なお、自己資本比率は50.3%となり、前連結会計年度末と比べ1.5%増加しております。
②キャッシュフローの分析
キャッシュ・フローについては「第2 事業の状況」の「1.業績等の概要 (2)キャッシュ・フロー」に記載のとおりでありますが、当連結会計年度において、営業活動によるキャッシュ・フロー5,670百万円の増加から、投資活動によるキャッシュ・フロー2,214百万円を差し引いたフリーキャッシュ・フローは3,456百万円の増加となりました。これは主に、税金等調整前当期純利益6,353百万円(資金の増加)、減価償却費1,504百万円(資金の増加)、売上債権の増加1,076百万円(資金の減少)、法人税等の支払額1,515百万円(資金の減少)などにより営業活動による資金は5,670百万円増加し、一方、投資活動による資金の減少2,214百万円の主な内訳は、有形固定資産の取得による支出1,772百万円に使用したためであります。また、財務活動では、借入金の純減少306百万円および配当金の支払い353百万円、非支配株主への配当金の支払い596百万円により、1,257百万円の減少となりました。その結果、当連結会計年度の現金及び現金同等物は、前連結会計年度末に比べ2,020百万円増加し、11,782百万円となりました。

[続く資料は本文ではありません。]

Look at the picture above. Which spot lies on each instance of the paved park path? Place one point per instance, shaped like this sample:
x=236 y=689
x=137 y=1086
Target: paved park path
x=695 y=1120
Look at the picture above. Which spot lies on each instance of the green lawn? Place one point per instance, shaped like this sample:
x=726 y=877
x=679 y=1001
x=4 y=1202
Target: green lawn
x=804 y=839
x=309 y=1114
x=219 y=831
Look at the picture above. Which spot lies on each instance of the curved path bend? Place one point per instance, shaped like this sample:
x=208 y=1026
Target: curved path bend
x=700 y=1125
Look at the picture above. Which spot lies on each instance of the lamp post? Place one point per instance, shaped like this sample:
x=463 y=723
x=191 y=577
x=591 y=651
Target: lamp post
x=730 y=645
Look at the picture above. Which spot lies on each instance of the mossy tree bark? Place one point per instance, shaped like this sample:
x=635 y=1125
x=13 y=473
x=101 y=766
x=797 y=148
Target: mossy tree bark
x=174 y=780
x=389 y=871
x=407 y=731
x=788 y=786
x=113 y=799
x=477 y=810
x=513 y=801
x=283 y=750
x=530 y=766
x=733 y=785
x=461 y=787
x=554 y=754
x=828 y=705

また、財務政策につきましては、営業活動によるキャッシュ・フローの拡大および効率的な設備投資の実施により、安定した運転資金の確保ならびに財務体質の向上を図る所存であります。なお、当社グループにおいては、流動性を確保するため金融機関との間で、特定融資枠契約(コミットメントライン契約)500百万円(当連結会計年度末の未使用残高は500百万円)および当座貸越契約2,580百万円(当連結会計年度末の未使用残高は2,580百万円)を締結しております。